2. Cukai yang dikenakan buat minuman keras yang dimaksud pada ayat (1) dipungut dengan segera.

Pasal 5.

Barang siapa yang termasuk dalam salah satu golongan yang tersebut di bawah ini, dihukum dengan hukuman denda paling banyak R. 5.000,-(lima ribu rupiah):

a. Orang yang mengadakan perusahaan untuk menjual minuman keras dengan tidak mendapat izin-perusahaan, berlawanan dengan aturan pasal 8 Osamu Seirei No. 32-1944;

b.
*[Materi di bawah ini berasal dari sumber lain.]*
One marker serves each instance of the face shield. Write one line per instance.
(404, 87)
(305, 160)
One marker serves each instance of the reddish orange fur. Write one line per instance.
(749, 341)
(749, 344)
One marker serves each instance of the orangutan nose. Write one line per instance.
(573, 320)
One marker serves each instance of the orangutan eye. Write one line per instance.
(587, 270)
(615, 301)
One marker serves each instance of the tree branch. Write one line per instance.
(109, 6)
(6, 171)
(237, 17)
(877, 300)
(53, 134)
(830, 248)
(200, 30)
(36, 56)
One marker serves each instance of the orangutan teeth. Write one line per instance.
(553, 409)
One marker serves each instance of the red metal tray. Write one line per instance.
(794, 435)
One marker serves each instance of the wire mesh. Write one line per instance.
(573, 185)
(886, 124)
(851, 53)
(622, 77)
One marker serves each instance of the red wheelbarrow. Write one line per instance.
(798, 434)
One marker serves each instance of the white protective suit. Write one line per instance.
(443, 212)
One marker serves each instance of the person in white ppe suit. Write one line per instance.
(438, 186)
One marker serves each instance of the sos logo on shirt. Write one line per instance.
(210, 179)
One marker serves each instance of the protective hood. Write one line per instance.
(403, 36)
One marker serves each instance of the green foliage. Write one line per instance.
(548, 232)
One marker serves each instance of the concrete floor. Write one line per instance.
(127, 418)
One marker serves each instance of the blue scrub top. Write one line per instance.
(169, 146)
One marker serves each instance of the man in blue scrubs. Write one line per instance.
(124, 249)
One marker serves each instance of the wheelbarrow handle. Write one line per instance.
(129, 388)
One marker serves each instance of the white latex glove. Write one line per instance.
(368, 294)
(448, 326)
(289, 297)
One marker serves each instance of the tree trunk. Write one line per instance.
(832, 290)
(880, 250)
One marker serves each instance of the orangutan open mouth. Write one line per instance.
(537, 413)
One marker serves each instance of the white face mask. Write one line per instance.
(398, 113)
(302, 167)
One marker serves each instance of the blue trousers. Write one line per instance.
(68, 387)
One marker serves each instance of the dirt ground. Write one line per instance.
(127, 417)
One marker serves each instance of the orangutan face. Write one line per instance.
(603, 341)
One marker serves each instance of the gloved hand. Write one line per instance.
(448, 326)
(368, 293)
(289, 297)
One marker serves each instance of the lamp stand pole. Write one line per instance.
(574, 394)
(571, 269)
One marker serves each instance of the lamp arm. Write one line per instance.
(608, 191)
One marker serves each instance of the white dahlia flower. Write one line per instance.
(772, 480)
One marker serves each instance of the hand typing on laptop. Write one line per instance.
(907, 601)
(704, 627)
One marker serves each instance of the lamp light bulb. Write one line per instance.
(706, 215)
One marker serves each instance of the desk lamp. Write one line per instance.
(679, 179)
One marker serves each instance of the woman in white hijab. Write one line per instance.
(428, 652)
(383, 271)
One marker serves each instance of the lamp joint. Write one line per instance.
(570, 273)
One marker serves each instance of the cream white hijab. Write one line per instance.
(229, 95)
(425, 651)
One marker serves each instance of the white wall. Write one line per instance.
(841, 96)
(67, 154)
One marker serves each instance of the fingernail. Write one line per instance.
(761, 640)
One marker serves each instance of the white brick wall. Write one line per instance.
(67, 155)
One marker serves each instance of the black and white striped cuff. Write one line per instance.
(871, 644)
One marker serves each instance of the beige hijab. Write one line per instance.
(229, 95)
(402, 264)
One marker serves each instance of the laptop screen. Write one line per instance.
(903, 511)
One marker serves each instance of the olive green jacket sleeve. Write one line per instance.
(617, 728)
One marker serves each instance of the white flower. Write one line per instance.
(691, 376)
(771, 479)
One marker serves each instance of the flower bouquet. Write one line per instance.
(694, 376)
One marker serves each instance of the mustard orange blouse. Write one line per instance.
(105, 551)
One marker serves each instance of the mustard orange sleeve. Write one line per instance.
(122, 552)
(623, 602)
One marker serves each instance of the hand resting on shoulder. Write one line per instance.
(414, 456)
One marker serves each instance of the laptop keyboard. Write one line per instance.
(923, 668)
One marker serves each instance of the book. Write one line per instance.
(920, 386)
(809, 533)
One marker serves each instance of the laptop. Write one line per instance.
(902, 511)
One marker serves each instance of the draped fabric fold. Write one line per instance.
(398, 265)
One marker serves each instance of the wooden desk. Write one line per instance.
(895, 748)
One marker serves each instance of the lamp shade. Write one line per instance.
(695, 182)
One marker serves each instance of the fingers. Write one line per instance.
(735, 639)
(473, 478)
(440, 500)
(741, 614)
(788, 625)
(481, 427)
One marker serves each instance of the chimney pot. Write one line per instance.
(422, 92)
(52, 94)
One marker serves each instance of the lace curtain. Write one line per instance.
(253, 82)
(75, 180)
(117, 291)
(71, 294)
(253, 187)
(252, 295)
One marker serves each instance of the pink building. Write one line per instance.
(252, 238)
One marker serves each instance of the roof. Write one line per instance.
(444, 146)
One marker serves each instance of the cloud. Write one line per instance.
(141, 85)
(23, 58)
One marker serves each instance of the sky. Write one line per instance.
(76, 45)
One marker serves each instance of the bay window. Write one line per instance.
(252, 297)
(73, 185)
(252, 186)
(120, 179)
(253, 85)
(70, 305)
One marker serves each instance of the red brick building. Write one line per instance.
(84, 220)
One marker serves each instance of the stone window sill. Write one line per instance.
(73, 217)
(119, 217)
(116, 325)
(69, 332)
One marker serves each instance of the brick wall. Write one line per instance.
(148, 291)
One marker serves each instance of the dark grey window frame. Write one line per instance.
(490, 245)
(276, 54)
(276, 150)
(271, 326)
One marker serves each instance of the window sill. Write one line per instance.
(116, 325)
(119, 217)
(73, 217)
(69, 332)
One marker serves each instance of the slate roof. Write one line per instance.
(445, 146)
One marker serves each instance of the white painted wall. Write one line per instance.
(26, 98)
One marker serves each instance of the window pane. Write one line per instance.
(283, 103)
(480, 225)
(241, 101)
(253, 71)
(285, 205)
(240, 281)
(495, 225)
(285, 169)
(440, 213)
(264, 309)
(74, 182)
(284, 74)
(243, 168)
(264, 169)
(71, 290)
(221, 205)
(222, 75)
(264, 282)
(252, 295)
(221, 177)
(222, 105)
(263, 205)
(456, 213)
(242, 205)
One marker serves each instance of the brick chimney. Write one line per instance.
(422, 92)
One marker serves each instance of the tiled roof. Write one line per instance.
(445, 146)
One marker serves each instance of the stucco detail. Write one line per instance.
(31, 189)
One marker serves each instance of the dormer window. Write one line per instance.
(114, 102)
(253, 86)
Orang yang melanggar perintah yang dimaksud dalam pasal 25 atau pasal 26 Osamu Seirei No. 32-1944.


Pasal 6.

Barang siapa yang termasuk dalam salah satu golongan yang tersebut dibawah ini, dihukum dengan hukuman denda paling banyak R. 2.000,-(dua ribu rupiah) :

a. Orang yang memindahkan tempat membuat atau tempat menjual minuman keras dengan tidak mendapat izin yang dimaksud dalam pasal 10 Osamu Seirei No. 32-1944;

b. Orang yang tidak memajukan permohonan yang dimaksud dalam pasal 11 Osamu Seirei No. 32-1944;

c. Orang yang tidak mencatat dalam buku perusahannya hal-hal yang dimaksud dalam aturan pasal 27 Osamu Seirei No. 32-1944; atau mencatat hal-hal yang tidak benar, atau menyembunyikan buku perusahaan itu;

d. Orang yang tidak merapotkan, hal-hal yang dimaksud dalam pasal 29 Osamu Seirei No. 32-1944, atau menyampaikan rapotan bohong;

e. Orang yang mempergunakan mesin-mesin, alat-alat atau bejana-bejana yang tidak diperiksa, berlawanan dengan aturan pasal 29 Osamu Seirei No. 32-1944;

f. Orang yang melakukan hal-hal yang dimaksud dalam pasal 30 Osamu Seirei No. 32-1944 dengan tidak diperiksa atau disahkan oleh kantor Bea dan Cukai Daerah;

g. Orang yang tidak memberi keterangan yang diminta oleh pegawai Pejabatan Bea dan Cukai, memberi keterangan bohong atau tidak menyampaikan contoh minuman keras, atau menolak, merintangi, atau menghindari pegawai itu melakukan kewajiban jabatannya berlawanan dengan aturan pasal 31 Osamu Seirei No. 32-1944;

h. Orang yang mengangkut minuman keras 5 liter atau lebih, demikian juga mengeluarkan dari tempat membuatnya atau memasukannya ke dalam tempat membuatnya itu dengan tidak mendapat izin yang dimaksud dalam pasal 32 Osamu Seirei No. 32-1944.


Pasal 7.

Jika wakil, keluarga, isi rumah, pegawai atau pekerja yang lain dari pembuat atau penjual minuman keras melanggar undang-undang ini, berhubung dengan pekerjaan perusahannya, maka yang dihukum, ialah orang yang melakukan pelanggaran itu atau pembuat atau penjual minuman keras itu.

Pasal 8.

Perbuatan-perbuatan yang diancam dengan hukuman dalam Undang-undang ini, dipandang sebagai pelanggaran terkecuali perbuatan yang dimaksudkan dalam pasal 3 yang dipandang sebagai kejahatan.

Pasal 9.

Perabot-perabot yang dipakai untuk melakukan pelanggaran atau yang tidak dirapotkan dalam hal rapotan itu diharuskan, harus dirampas.

Pasal 10.

Menteri Keuangan atau pegawai Pejabatan Bea dan Cukai yang ditunjuk olehnya, dapat mengadakan perdamaian untuk mencegah tuntutan dimuka hakim, terkecuali kalau perbuatan yang dituntut merupakan kejahatan.

Pasal 11.

Undang-undang ini mulai berlaku pada hari diumumkan.
Ditetapkan di Yogyakarta
pada tanggal 30 Agustus 1947. <r> PRESIDEN REPUBLIK INDONESIA,

SOEKARNO.

Menteri Keuangan,

A.A. MARAMIS.


Diumumkan
pada tanggal 30 Agustus 1947.

Sekretaris Negara,

A.G. PRINGGODIGDO.


PENJELASAN UNDANG-UNDANG No. 29 TAHUN 1947.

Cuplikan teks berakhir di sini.